In early times the quantity of government is much more important than its quality. What you want is a comprehensive rule binding men together, making them do much the same things, telling them what to expect of each other,-fashioning them alike and keeping them so: what this rule is, does not matter so much. A good rule is better than a bad one, but any rule is better than none; while, for reasons which a jurist will appreciate, none can be very good. But to gain that rule, what may be called the "impressive" elements of a polity are incomparably more important than its useful elements. How to get the obedience of men, is the hard problem; what you do with that obedience is less critical.

To gain that obedience, the primary condition is the identity not the union, but the sameness of what we now call church" and "state." No division of power is then endurable without danger, probably without destruction: the priest must not teach one thing and the king another; king must be priest and prophet king,-the two must say the same because they are the same.

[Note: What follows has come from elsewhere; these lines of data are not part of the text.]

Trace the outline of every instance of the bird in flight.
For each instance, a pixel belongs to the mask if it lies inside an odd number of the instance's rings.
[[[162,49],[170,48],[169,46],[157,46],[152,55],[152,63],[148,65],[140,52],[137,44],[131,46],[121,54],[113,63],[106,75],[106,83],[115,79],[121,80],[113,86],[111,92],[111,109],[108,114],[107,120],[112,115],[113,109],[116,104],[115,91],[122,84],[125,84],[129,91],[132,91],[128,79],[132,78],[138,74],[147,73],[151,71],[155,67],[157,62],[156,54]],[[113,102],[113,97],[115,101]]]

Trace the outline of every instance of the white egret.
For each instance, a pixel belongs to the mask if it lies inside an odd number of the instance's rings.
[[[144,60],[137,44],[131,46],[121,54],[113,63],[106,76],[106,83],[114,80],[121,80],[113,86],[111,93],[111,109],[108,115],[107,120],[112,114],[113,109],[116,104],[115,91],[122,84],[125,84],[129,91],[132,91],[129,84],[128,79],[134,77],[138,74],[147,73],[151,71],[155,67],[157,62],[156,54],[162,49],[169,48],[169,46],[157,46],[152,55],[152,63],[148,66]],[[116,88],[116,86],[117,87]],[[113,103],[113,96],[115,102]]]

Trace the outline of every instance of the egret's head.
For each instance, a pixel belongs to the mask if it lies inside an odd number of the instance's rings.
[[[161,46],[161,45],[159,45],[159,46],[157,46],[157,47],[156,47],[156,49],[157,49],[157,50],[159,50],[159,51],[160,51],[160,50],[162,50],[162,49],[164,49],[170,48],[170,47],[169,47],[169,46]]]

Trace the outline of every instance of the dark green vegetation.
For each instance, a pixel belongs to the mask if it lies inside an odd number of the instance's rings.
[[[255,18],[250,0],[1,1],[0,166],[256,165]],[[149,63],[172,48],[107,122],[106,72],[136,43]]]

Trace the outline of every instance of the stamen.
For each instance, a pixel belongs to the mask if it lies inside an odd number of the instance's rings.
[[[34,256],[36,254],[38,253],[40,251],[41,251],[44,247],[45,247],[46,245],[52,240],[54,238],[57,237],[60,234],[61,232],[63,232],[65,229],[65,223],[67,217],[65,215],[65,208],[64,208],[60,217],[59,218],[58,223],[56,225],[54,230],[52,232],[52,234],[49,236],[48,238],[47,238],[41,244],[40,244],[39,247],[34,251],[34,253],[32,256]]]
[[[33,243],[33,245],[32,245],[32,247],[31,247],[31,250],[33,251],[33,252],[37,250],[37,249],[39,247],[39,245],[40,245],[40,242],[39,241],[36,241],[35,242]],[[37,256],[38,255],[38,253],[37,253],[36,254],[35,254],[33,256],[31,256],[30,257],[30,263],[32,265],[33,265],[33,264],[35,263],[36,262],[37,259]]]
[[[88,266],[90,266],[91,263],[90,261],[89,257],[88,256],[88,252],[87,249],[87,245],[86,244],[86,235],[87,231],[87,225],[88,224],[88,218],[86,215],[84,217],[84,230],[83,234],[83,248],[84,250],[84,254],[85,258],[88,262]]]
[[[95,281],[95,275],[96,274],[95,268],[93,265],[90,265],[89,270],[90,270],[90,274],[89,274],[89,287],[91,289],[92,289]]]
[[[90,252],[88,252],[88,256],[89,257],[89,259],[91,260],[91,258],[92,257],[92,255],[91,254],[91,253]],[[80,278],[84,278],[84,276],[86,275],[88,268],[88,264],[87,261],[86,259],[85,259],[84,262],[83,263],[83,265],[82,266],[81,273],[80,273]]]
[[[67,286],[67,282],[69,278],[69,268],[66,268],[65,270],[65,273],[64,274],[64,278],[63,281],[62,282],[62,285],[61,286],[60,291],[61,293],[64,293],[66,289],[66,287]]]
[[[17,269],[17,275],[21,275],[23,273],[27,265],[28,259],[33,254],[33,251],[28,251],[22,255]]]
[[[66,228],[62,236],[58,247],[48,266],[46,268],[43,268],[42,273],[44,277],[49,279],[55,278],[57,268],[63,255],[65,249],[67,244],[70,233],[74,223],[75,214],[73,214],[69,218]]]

The idea of difference between spiritual pen-' alties and legal penalties must never be awakened,—indeed, early Greek thought or early Roman thought would never have comprehended it; there was a kind of rough public opinion, and there were rough-very rough-hands which acted on it. We now talk of "political penalties" and "ecclesiastical prohibition " and "the social censure"; but they were all one then. Nothing is very like those old communities now, but perhaps a tradesunion is as near as most things: to work cheap is thought to be a "wicked" thing, and so some Broadhead puts it down.

The object of such organizations is to create what may be called a cake of custom. All the actions of life are to be submitted to a single rule for a single object,—that gradually created "hereditary drill" which science teaches to be essential, and which the early instinct of men saw to be essential too. That this régime forbids free thought is not an evil, or rather, though an evil, it is the necessary basis for the greatest good; it is necessary for making the mold of civilization and hardening the soft fibre of early man.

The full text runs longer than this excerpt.